The specializations within the broad field of cyber, quite predictably - suffer even worse than their parent category. Within that crevasse, sit similarly wanting “cloud security skills gaps” and IoT security skills gaps” and of course, the TLS skills gap.
The crevasse gets bigger
Our reliance on TLS and the skills and ability to manage those things will only increase. As time progresses and the technological landscape evolves, TLS is going to drive itself further into the heart of enterprise security.
The first factor is just the growth of IT in the enterprise. Every day organizations are onboarding new identities and users, taking on more data and furthering their requirements for secure connections. Another factor is the problematic question of the IoT. While the IoT’s wide ranging problems are well known, enterprises cannot turn down the massive advantages it offers. While those devices might arrive at the office door with security problems baked into them, enterprises can use Public Key Infrastructures with certificates and lean on best practices to protect themselves.
The other factor is the cloud - enterprises are extending their environments further and further out into the ether and should rely on certificates to keep those connections secure and those identities trusted.
The data bears it out. A recent survey showed that 80 percent of organizations estimate that TLS usage is going to grow by a quarter in the next five years. Furthermore, 85 percent of CIOs believe that the growing complexity of IT systems is going to make outages all the more damaging.
For many people, this is a problem that's left unaddressed. Without finding the necessary skills or technology - many are going to find themselves with problems that they won’t be able to fix, let alone address.
While we wait….
We can’t wait for the gap to close - not while attackers are constantly looking for the small mistakes that can bring an organization crashing down.
One option is training staff up themselves. Without expertise readily available in the job market, you can try getting it from your current pool of talent.
Even for a dedicated specialist - the sprawl of certificates that makes up a network is hard to handle. That’s why it’s a good idea to use a certificate platform. Such a platform should be able to discover all the certificates held by the enterprise, wherever they lie.
Where they can assist in providing the expertise to an organization, is the ability to monitor those certificates, investigate, remediate problems when they arise and centrally manage them through one single pane. Those certificate deployments can further be customized according to the unique needs of the environment and their lifecycle processes be automated so that every certificate is tracked and renewed when it comes to the end of its life.
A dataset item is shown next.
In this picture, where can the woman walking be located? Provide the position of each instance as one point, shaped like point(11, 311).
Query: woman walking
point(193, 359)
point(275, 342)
The centrality of certificates to enterprise security will only continue to grow with the increasing complexity of IT, the transformation of the enterprise and the introduction of new devices. From that point of view - enterprises need expertise to effectively govern these growing environments.
It is, unfortunately, in short supply. That said, enterprises can look inward to nurture and specialize pre-existing cyber and IT talent within the enterprise. Thankfully, the right platform can allow the effective management of an entire certificate ecosystem through one panel, making the process easy - even for amateurs.